It resembles the Loire classic Selles-sur-Cher-cher, but is smaller and obviously as different as the biodynamic farm’s pastures in Münster differ from those between Tours and Orléans. Most importantly, Sabine Jürß – in her early sixties, short grey blond hair, glasses, robust, lively and at ease with herself – has her very own ideas. As a matter of principle she milks the elegant brown and black “girls” herself – “so that I know what’s going on” – and she is willing to bow to the milk’s natural variations and its turning into cheese. Besides the Grisette she makes a whole bunch of other cheeses from the untreated, raw milk still warm from the udders. Since 2014 all of them are of the lactic type, that is set mainly with the help of lactic acid and just a tiny bit of rennet. Setting, ladling, draining, turning, demolding and salting take their time and the right moment: “From morning until evening, and between that the days, some good, some bad. The cheese leads the way.”

And you can taste that: the dry velvety, grey and white mottled rind evokes a quiet sharpness and recalls the umami-loaden clouds arising from a pan of dark meaty sauce bubbling away on the stove. The texture is dense and solid though melts on the tongue (if you have the necessary patience!) like a combination of halva and frozen parfait, again with a deep, quiet savouriness that is carried by an equally quiet, elegant acidity. Some lots tend to melt a little directly under the rind after a couple of weeks, others become dry and break into flakes when you cut them. Simply said: extremely good stuff.

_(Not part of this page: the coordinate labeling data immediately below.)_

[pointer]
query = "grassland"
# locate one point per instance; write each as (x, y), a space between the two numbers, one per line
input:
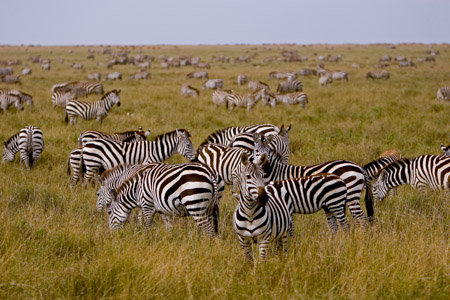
(53, 245)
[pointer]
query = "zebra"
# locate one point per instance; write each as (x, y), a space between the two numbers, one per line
(224, 136)
(60, 99)
(6, 100)
(259, 218)
(378, 74)
(104, 154)
(290, 86)
(88, 111)
(293, 98)
(278, 142)
(29, 141)
(190, 189)
(340, 75)
(24, 97)
(352, 174)
(423, 171)
(187, 90)
(443, 93)
(219, 97)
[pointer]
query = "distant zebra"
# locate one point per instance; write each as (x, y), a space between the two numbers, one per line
(187, 90)
(259, 218)
(443, 93)
(340, 75)
(421, 172)
(378, 74)
(219, 97)
(60, 99)
(181, 190)
(225, 135)
(29, 141)
(94, 110)
(102, 154)
(6, 100)
(351, 173)
(290, 86)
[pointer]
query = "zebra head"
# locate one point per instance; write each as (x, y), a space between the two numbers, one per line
(251, 178)
(184, 144)
(380, 189)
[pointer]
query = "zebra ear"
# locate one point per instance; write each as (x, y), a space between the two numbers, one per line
(244, 158)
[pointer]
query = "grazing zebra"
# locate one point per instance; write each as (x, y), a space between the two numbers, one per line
(29, 141)
(290, 86)
(187, 90)
(378, 74)
(213, 84)
(352, 174)
(102, 154)
(181, 190)
(6, 100)
(224, 136)
(89, 111)
(126, 136)
(219, 97)
(443, 93)
(242, 79)
(60, 99)
(278, 142)
(258, 217)
(254, 85)
(423, 171)
(293, 99)
(340, 75)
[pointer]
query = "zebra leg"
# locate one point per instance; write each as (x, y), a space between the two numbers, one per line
(246, 245)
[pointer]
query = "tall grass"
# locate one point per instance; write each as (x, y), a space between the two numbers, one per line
(54, 246)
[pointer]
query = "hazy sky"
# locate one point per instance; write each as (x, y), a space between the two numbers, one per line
(61, 22)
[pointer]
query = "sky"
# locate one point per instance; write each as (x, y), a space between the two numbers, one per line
(133, 22)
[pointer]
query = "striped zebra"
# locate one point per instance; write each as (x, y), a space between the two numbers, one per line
(443, 93)
(29, 141)
(378, 74)
(290, 86)
(259, 218)
(60, 99)
(24, 97)
(181, 190)
(102, 154)
(224, 136)
(278, 142)
(352, 174)
(126, 136)
(89, 111)
(292, 99)
(421, 172)
(6, 100)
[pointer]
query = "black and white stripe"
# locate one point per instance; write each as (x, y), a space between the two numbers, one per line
(182, 190)
(425, 171)
(103, 154)
(29, 142)
(259, 218)
(95, 110)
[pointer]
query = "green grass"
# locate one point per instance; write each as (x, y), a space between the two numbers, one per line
(54, 246)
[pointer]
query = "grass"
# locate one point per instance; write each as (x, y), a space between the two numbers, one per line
(53, 245)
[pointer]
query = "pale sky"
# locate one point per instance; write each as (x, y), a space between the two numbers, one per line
(53, 22)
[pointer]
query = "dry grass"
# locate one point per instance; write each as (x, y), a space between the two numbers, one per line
(53, 245)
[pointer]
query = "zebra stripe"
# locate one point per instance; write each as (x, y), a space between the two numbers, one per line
(181, 190)
(103, 154)
(290, 86)
(259, 218)
(421, 172)
(89, 111)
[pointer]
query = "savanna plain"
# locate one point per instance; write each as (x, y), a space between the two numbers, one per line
(53, 245)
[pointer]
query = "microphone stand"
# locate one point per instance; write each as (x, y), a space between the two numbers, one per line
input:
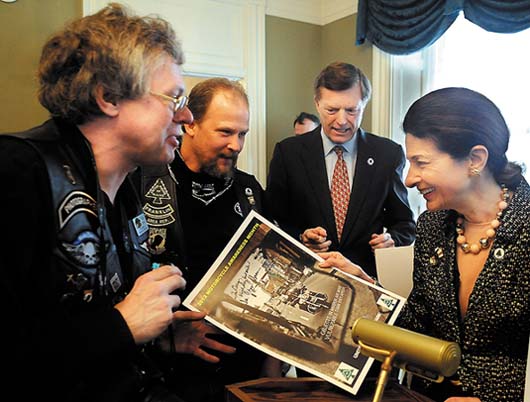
(386, 368)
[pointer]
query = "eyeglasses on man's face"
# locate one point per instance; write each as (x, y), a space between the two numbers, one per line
(179, 102)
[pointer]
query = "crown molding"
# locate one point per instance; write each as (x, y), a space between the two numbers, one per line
(318, 12)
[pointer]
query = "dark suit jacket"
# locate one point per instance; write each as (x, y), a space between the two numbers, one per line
(299, 197)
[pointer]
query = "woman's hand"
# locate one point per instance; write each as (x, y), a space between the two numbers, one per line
(337, 260)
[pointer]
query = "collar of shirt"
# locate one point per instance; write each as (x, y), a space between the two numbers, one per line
(349, 155)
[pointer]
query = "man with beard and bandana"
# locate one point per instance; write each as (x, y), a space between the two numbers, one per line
(194, 206)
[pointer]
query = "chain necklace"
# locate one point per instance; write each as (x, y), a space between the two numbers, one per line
(484, 242)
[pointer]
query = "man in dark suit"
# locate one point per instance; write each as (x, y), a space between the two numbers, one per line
(303, 188)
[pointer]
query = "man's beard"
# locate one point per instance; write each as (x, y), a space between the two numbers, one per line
(213, 170)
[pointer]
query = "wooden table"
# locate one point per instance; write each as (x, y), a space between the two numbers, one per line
(313, 389)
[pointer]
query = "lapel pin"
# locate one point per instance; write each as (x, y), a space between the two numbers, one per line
(498, 254)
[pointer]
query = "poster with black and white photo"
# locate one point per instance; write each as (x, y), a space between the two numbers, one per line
(267, 289)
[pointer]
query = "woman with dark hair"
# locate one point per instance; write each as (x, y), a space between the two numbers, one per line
(472, 250)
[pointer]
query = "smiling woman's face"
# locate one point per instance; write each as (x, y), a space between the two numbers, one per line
(442, 180)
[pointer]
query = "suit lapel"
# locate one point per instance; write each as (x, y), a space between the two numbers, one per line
(315, 166)
(365, 169)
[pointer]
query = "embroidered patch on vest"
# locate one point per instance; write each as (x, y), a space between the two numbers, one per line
(158, 192)
(140, 224)
(73, 203)
(237, 209)
(84, 249)
(158, 214)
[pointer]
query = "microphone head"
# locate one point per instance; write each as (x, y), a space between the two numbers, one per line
(420, 354)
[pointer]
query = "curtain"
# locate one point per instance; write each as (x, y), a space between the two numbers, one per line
(406, 26)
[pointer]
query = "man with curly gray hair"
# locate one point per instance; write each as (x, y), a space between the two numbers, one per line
(78, 291)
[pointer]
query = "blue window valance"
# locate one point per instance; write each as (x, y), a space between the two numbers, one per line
(406, 26)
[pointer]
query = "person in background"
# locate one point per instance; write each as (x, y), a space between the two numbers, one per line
(304, 123)
(81, 308)
(472, 251)
(348, 181)
(208, 199)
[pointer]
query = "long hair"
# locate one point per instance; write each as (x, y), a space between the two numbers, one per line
(112, 50)
(457, 119)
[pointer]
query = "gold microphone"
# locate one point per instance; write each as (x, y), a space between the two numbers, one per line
(419, 354)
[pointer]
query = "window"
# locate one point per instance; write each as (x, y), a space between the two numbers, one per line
(493, 64)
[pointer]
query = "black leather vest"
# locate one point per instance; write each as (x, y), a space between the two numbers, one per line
(84, 254)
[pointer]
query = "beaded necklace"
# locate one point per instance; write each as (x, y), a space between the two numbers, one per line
(484, 242)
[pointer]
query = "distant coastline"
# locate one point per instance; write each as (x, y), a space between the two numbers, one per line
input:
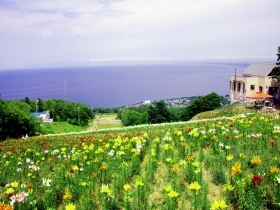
(117, 86)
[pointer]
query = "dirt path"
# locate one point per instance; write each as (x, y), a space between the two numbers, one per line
(104, 121)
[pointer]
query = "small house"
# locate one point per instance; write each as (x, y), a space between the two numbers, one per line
(256, 78)
(44, 116)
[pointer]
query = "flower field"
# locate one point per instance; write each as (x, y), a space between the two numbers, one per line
(225, 163)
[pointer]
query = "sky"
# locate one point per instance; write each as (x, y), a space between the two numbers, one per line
(54, 33)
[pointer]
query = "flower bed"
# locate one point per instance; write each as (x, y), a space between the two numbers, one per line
(226, 163)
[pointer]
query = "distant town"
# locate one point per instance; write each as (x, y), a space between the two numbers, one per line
(172, 103)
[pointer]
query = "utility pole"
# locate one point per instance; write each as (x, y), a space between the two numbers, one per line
(79, 115)
(37, 108)
(65, 90)
(235, 85)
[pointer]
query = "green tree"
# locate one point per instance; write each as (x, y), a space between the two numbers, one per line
(158, 113)
(201, 104)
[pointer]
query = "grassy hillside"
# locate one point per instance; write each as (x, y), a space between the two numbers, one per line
(226, 163)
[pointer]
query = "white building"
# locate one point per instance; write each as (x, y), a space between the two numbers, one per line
(256, 78)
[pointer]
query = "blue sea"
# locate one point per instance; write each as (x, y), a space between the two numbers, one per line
(119, 85)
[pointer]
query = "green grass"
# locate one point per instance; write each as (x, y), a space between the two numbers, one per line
(60, 127)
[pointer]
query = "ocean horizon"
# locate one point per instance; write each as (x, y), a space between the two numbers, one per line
(117, 85)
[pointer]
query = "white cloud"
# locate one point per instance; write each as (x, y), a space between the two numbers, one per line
(70, 31)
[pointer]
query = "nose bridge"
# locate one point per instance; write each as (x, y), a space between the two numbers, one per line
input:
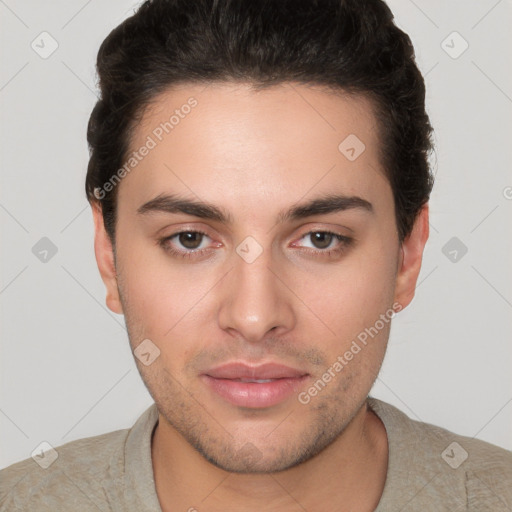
(254, 300)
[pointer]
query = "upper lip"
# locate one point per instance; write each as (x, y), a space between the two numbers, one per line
(246, 371)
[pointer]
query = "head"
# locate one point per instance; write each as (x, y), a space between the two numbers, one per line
(287, 141)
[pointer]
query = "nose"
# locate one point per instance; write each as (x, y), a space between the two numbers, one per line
(255, 299)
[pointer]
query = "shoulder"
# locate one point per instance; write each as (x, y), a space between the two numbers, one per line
(429, 463)
(73, 473)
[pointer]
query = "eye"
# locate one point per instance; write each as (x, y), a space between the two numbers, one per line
(185, 243)
(326, 242)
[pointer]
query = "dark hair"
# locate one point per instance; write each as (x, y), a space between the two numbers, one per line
(348, 45)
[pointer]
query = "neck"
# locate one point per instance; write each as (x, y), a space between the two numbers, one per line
(347, 475)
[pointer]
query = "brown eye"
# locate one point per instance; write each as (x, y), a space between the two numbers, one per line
(190, 239)
(321, 239)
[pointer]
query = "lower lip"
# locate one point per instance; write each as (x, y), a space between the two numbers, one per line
(253, 394)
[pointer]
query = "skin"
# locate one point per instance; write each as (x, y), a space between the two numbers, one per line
(255, 154)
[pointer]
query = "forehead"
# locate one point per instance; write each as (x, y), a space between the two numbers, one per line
(244, 147)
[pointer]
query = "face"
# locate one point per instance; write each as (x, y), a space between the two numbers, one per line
(289, 257)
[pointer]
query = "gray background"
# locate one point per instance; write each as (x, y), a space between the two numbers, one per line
(66, 367)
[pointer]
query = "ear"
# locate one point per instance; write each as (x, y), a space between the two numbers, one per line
(105, 259)
(411, 253)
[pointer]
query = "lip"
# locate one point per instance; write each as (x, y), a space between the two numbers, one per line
(284, 382)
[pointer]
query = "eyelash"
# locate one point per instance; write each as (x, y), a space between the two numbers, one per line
(345, 242)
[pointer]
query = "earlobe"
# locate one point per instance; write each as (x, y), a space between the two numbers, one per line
(105, 259)
(411, 254)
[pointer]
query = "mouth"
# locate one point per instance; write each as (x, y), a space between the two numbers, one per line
(255, 387)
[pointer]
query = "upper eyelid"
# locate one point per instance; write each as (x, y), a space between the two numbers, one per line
(311, 231)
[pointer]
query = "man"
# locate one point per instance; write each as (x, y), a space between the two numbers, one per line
(259, 185)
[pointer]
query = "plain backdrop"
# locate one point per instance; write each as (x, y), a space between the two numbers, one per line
(66, 368)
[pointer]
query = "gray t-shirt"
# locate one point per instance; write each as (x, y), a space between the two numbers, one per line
(429, 469)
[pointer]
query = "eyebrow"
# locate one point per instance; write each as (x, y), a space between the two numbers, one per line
(331, 203)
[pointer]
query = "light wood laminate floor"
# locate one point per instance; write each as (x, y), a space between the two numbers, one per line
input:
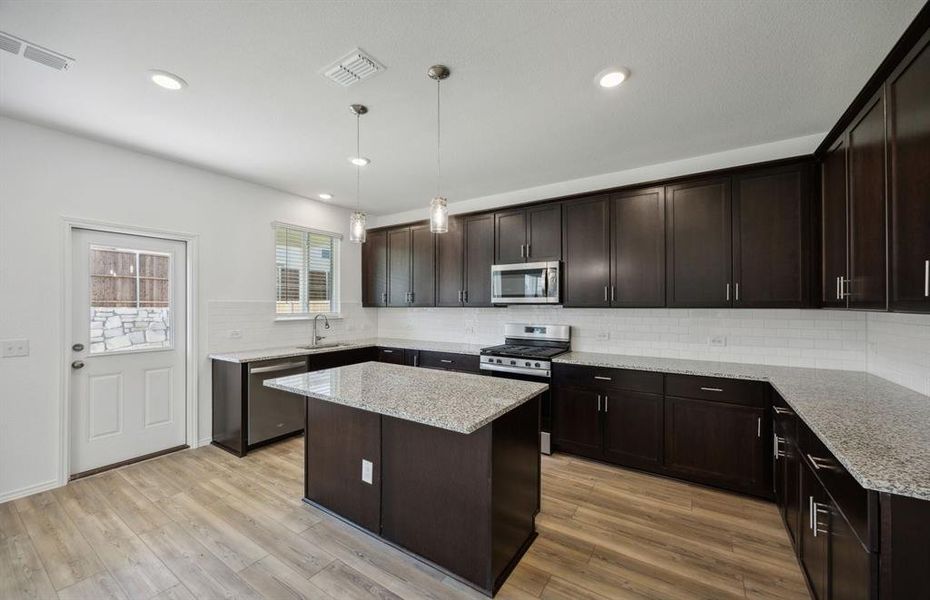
(204, 524)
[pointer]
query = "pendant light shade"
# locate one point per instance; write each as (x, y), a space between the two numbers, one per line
(438, 207)
(357, 227)
(438, 215)
(358, 221)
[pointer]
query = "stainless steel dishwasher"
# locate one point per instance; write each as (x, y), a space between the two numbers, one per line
(274, 413)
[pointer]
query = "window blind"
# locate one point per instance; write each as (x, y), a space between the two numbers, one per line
(305, 263)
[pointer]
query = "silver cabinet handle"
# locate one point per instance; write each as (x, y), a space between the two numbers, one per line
(284, 367)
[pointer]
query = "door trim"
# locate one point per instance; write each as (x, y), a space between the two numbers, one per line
(69, 224)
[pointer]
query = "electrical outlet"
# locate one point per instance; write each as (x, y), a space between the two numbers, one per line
(717, 340)
(13, 348)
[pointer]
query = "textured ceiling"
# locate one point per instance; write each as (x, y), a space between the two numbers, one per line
(520, 110)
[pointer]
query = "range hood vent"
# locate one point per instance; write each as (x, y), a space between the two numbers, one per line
(352, 68)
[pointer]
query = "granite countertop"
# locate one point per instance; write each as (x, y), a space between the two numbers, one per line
(459, 402)
(878, 430)
(289, 351)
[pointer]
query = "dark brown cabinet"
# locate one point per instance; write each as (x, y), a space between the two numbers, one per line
(909, 180)
(833, 184)
(586, 250)
(374, 269)
(715, 442)
(699, 244)
(528, 234)
(866, 155)
(450, 265)
(638, 248)
(479, 257)
(771, 222)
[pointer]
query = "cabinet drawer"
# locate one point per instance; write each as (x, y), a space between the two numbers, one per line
(718, 389)
(621, 379)
(851, 498)
(448, 360)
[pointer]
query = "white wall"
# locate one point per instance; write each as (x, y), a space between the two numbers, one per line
(46, 175)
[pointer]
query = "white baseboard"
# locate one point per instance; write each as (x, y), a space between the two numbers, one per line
(29, 490)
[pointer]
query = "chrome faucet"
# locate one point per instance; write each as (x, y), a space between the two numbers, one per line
(317, 337)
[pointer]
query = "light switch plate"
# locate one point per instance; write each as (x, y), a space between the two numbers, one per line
(12, 348)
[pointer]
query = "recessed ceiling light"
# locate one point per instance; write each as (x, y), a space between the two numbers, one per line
(610, 78)
(167, 80)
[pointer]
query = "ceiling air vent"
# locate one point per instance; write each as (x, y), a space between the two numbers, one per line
(352, 68)
(34, 52)
(9, 44)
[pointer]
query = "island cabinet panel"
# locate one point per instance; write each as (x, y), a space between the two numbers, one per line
(374, 269)
(450, 265)
(338, 439)
(833, 226)
(867, 281)
(586, 251)
(479, 257)
(638, 248)
(771, 221)
(716, 442)
(909, 180)
(699, 245)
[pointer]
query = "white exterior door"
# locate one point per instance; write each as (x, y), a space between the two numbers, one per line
(128, 375)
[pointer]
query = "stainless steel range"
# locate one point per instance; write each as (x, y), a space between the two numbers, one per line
(527, 354)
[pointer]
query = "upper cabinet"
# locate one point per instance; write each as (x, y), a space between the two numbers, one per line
(771, 224)
(833, 268)
(698, 242)
(528, 234)
(909, 180)
(866, 286)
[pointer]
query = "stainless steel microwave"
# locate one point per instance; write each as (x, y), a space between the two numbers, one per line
(525, 283)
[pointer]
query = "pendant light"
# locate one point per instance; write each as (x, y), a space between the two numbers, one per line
(438, 207)
(358, 220)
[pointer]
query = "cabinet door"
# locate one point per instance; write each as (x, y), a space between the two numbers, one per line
(814, 548)
(374, 269)
(510, 236)
(577, 422)
(715, 442)
(866, 287)
(771, 213)
(909, 172)
(423, 266)
(699, 244)
(833, 225)
(586, 251)
(544, 233)
(633, 428)
(638, 237)
(479, 256)
(399, 266)
(450, 264)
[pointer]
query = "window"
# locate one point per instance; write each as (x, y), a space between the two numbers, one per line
(306, 265)
(130, 300)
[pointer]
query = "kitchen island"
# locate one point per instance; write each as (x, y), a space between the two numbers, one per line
(444, 466)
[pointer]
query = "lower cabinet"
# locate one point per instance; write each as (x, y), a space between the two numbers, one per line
(715, 442)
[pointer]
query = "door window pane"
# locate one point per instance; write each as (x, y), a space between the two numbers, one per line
(130, 300)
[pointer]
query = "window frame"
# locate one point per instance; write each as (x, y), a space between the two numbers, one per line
(335, 311)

Coming back to life’s rhythm and structure: Scellebelle is the name of a poor maid in the Flemish author Stijn Streuvels’s novel “The Flaxfield”, published in 1907. It features the landscape Jacques Brel extols in Le Plat Pays and the novel opens: “A heavy grey sky encumbered the world.” – it is nature’s rhythm that dictates human life, with some being able to fall into its step and others fighting against it. Sabine Jürß had chanced across a film version of the novel, heard the name Scellebelle and been sure that one day, she’d do “something” with it. Indeed. Thank you.